Skydrive has attracted big companies to invest in the model. Some of the investors include Toyota Motors Corp., Panasonic Corp., and Bandai Namco.
The dream of flying cars
Fukuzawa expressed the company’s dreams saying, “We want to realize a society where flying cars are an accessible and convenient means of transportation in the skies and people are able to experience a safe, secure, and comfortable new way of life.” The company also added in a press release, “Skydrive’s flying car has been designed to be a coupe embodying dreams and exuding charisma, such that it will be welcomed into people’s lives and used naturally.” They added, “The company hopes that this aircraft will become people’s partner in the sky rather than merely a commodity and it will continue working to design a safe sky for the future as a partner in the sky.”
Challenges for eVOTL aircrafts
Some challenges that the company will face in the road to a real-life product is improving battery sizes and air traffic or infrastructure issues where the vehicles will be used.

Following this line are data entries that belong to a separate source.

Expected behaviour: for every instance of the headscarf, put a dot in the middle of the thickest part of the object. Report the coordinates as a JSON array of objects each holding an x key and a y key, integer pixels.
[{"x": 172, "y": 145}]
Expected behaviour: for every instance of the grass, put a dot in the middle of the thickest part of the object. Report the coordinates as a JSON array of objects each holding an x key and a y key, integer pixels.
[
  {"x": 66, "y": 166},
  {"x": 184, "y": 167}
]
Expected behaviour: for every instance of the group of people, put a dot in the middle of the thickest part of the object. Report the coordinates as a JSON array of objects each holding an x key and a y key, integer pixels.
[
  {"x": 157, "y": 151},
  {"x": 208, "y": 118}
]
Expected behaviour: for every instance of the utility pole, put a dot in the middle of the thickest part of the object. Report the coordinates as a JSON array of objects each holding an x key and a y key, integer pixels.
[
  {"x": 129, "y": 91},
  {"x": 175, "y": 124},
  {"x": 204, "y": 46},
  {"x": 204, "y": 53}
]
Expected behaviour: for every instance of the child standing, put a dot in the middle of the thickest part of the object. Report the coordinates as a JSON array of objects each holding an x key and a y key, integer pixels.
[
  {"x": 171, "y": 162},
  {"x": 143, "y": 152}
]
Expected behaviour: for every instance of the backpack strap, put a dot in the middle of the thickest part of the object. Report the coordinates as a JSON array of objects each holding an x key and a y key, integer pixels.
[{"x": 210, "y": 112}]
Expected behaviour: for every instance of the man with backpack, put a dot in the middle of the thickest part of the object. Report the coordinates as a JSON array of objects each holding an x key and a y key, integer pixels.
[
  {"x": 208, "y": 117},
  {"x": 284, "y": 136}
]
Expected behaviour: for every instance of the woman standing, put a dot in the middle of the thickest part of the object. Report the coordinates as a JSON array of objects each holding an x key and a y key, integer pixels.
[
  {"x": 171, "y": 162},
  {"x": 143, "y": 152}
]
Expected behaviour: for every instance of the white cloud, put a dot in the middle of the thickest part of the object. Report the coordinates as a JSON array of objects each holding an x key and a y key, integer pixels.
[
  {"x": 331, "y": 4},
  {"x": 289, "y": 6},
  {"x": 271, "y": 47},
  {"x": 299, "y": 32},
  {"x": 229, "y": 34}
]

Sanjiv Singh, a professor at the Robotics Institute at Carnegie Mellon and co-founder of Near Earth Autonomy, highlighted the many things that may hinder the commerciability of a flying car, “If they cost US $10 million, no one is going to buy them. If they fly for five minutes, no one is going to buy them. If they fall out of the sky every so often, no one is going to buy them.” Singh’s company is also working on an eVOTL aircraft.